One segment that is likely to drive much of that migration to a clean economy is the financial services sector, especially if access to capital is made “climate-smart” that is, taking into account the sustainability impact of an activity to determine access to credit, insurance pricing and related decisions.
It is the primacy of finance in determining the character of economic development that influenced the global community through the United Nations (UN) to come up with the Sustainable Finance Initiative (SFI) intended to define and encourage adoption of standards and practices by financiers, which promote a sustainable economy.
Local lenders under the umbrella of the Kenya Bankers Association (KBA) collaborated with the SFI to come up with five sustainable finance principles that require local banks to balance their quest for returns with the economy’s future priorities and social-environmental concerns.
The guiding principles were formerly adopted on March 31, 2015 by the KBA member banks as an industry-wide policy.
“Through the integration of sustainability issues directly into our core business, we can fundamentally contribute to job creation and social inclusion, thus helping society to address challenges such as economic inequity,” said KBA chief executive Habil Olaka last Tuesday during the KBA’s Catalyst Awards in Nairobi.
To encourage industry adoption of SFI, KBA mooted the Sustainable Finance Catalyst Awards to recognise institutions that practise sustainable finance, which has a direct positive impact on the financial sector, the economy, the environment and the society at large.
“Our journey to these awards began five-years ago.

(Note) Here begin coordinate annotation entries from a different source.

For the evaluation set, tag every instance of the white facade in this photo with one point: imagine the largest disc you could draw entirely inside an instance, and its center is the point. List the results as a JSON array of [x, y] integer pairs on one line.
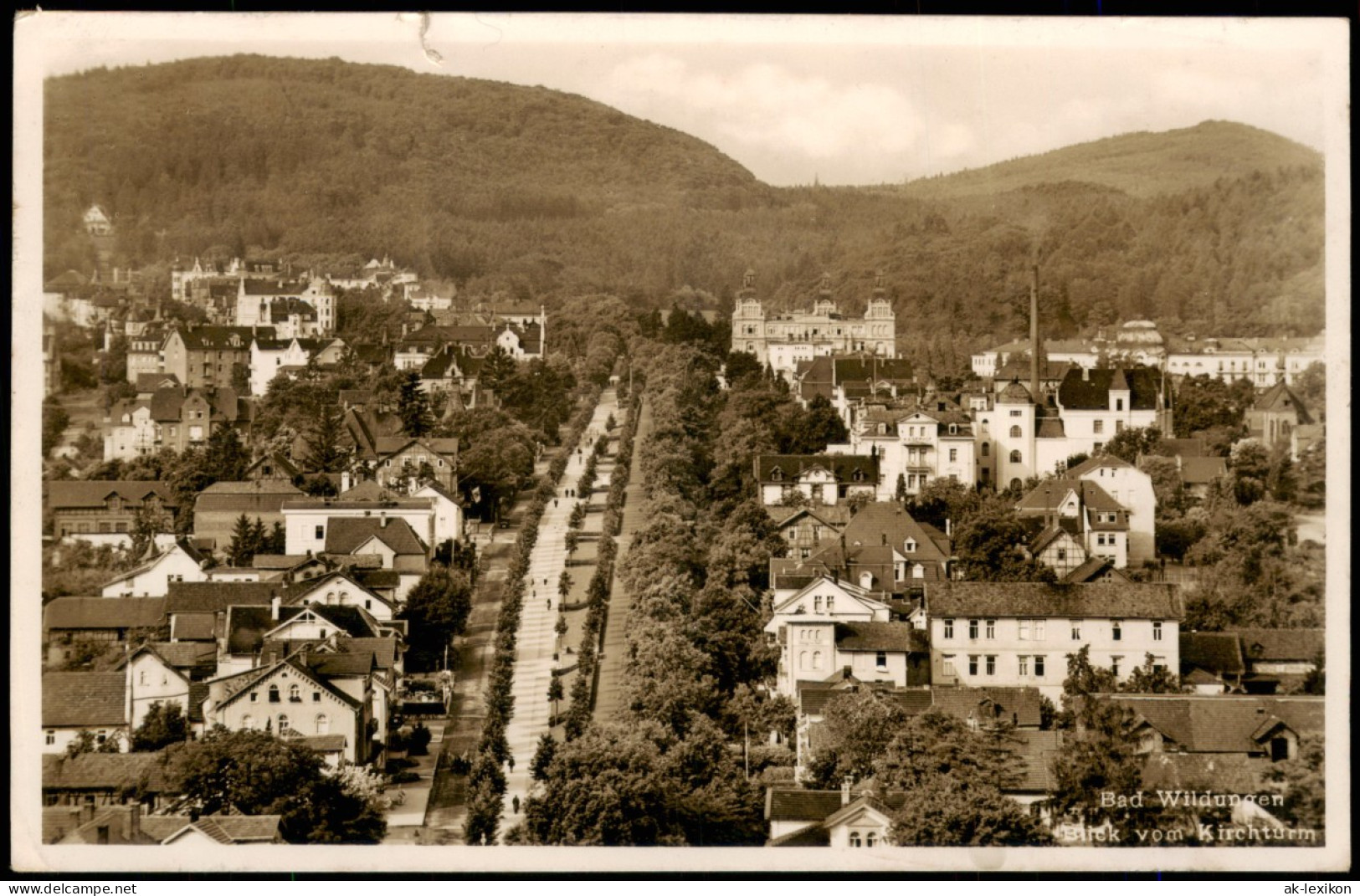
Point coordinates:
[[1008, 652], [154, 576]]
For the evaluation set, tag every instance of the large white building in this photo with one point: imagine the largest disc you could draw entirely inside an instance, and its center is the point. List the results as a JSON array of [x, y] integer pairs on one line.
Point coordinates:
[[783, 340], [1020, 632]]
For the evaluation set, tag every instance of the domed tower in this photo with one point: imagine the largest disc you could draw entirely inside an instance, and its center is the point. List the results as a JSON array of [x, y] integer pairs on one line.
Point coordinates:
[[1015, 435], [748, 320], [881, 321]]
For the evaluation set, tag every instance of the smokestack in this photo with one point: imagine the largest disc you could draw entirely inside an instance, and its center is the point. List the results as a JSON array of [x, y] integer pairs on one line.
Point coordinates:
[[1034, 333]]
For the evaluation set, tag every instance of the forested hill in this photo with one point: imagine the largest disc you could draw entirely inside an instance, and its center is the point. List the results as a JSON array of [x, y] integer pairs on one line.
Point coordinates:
[[324, 156], [548, 196], [1137, 163]]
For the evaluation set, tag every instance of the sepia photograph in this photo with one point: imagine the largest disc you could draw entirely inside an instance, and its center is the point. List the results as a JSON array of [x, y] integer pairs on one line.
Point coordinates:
[[827, 443]]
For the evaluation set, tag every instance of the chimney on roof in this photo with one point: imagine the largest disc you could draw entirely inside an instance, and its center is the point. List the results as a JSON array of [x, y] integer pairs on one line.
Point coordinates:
[[1034, 330]]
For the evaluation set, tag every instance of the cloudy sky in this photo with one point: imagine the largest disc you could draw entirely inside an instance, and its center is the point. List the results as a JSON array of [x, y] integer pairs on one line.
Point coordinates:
[[844, 100]]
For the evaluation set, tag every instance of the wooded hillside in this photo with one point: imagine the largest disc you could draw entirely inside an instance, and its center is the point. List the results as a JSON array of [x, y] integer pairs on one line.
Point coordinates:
[[550, 196]]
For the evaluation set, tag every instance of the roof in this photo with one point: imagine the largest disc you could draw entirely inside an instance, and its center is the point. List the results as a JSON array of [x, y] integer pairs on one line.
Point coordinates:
[[393, 443], [74, 494], [1280, 397], [83, 699], [1275, 645], [1223, 724], [801, 805], [1023, 704], [1095, 569], [224, 830], [104, 612], [104, 771], [842, 467], [896, 637], [347, 533], [1219, 653], [215, 597], [1085, 600], [1090, 389], [1201, 471]]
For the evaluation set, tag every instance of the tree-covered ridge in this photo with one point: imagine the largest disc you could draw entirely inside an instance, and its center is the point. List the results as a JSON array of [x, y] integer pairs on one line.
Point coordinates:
[[1142, 163], [550, 197]]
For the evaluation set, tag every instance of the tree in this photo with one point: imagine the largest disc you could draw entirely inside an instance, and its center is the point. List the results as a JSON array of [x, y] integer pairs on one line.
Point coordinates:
[[254, 772], [90, 743], [226, 460], [413, 407], [1250, 467], [326, 450], [1135, 442], [437, 609], [163, 725], [1149, 678], [990, 547], [944, 811], [859, 726]]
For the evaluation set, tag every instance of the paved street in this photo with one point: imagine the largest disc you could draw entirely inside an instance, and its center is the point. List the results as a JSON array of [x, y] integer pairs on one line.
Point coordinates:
[[536, 639], [608, 699]]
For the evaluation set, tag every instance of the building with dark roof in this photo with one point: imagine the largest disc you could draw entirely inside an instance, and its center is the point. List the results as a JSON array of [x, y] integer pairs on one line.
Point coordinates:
[[822, 479], [76, 702], [1019, 632]]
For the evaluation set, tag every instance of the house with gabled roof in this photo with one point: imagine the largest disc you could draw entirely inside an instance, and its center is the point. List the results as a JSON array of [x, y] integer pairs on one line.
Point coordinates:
[[1019, 632], [221, 504], [182, 562], [80, 702], [105, 511], [822, 479], [290, 696], [1080, 521], [403, 458], [69, 622], [165, 673]]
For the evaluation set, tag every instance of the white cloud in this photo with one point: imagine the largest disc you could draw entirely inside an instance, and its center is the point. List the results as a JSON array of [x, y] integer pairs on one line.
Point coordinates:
[[766, 106]]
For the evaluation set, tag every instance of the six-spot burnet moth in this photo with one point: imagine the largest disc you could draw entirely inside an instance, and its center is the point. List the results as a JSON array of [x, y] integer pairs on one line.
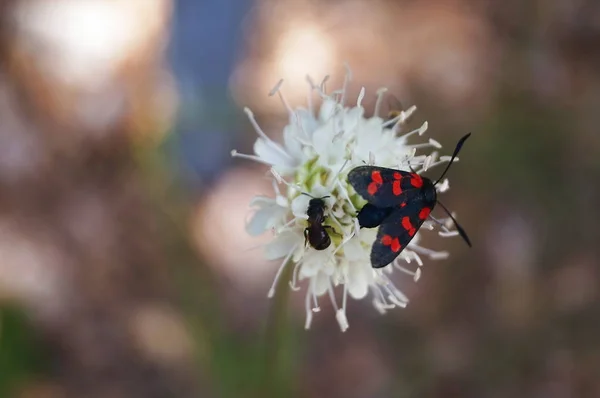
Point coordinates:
[[398, 202]]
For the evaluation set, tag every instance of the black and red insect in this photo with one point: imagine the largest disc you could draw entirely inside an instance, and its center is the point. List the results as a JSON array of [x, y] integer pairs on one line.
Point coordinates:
[[316, 233], [398, 202]]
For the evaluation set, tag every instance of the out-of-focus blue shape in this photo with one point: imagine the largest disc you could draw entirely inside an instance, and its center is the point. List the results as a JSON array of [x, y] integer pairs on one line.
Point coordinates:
[[206, 39]]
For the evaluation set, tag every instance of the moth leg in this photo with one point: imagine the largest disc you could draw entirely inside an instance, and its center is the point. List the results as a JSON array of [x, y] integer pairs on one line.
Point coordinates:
[[332, 230]]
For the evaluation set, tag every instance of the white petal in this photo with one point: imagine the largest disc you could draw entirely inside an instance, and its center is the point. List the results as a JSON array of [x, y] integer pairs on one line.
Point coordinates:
[[282, 245], [300, 206], [360, 276], [291, 133], [258, 223], [355, 251], [320, 284], [327, 110], [261, 201], [270, 154]]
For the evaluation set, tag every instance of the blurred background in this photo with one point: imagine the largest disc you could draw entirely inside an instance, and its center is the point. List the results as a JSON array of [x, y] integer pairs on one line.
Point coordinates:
[[125, 270]]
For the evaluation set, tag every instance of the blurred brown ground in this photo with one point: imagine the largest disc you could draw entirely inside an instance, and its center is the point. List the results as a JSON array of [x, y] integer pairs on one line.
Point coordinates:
[[95, 238]]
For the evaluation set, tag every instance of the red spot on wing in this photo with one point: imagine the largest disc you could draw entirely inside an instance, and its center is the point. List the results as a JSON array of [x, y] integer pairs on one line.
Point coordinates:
[[393, 243], [376, 177], [416, 180], [372, 188], [396, 188], [407, 225], [377, 181]]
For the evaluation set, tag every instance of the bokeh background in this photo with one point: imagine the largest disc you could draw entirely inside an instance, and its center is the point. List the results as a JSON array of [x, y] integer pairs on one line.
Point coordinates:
[[125, 270]]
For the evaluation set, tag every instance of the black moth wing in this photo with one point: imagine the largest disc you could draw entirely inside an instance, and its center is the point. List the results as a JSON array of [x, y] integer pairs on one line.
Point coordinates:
[[383, 187], [396, 232], [371, 216]]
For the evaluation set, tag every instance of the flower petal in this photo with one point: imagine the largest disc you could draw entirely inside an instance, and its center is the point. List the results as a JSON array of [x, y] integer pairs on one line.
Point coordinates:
[[282, 245], [360, 276]]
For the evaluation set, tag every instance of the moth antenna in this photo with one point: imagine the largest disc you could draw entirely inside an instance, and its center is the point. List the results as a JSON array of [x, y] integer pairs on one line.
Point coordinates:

KBA members confirmed that to have a long-term business success, there is need to recognise our environmental and social responsibilities while simultaneously meeting our financial objectives and economic contributions. The banks believed that such an approach can enhance innovation, competitiveness, and the quality of the credit portfolio of both individual banks and the overall industry,” said Mr Olaka.
During the Catalyst Awards event, Co-operative Bank of Kenya emerged as the overall winner for 2017 as a result of building a sustainability strategy that enables people, businesses and society to grow in a way that is sustainable in the long-term.
“As a bank that is predominantly-owned by the 15 million-member Kenyan co-operative movement, we are inclusive by design that has not only enabled us to deliver shared prosperity today, but also helped us build an awareness and prudence to avoid putting future generations in jeopardy,” said Co-operative Bank of Kenya Chief Executive Gideon Muriuki.
Co-op bank was honoured for solely financing the iconic Two Rivers Mall to a tune of about Sh8 billion ($80 million) resulting in impressive economic, social and environmental development.
Key contributions include Sh889 million taxable income, installation of a 2,000 kW grid-connected solar system, economic regeneration of the neighbourhood, and over 1,000 direct jobs created with 90 per cent of them going to women and youth.
Experts opine that it is time Kenya identified “green finance” as a niche the country could build competencies and make the proposed Nairobi International Centre of Excellence in Green Finance a reality.
The country already has an impressive track record in clean energy financing and development that it accounts for the dominant part of national power supply.
The National Treasury has already promised that the first ever green bond will be issued in the next financial year.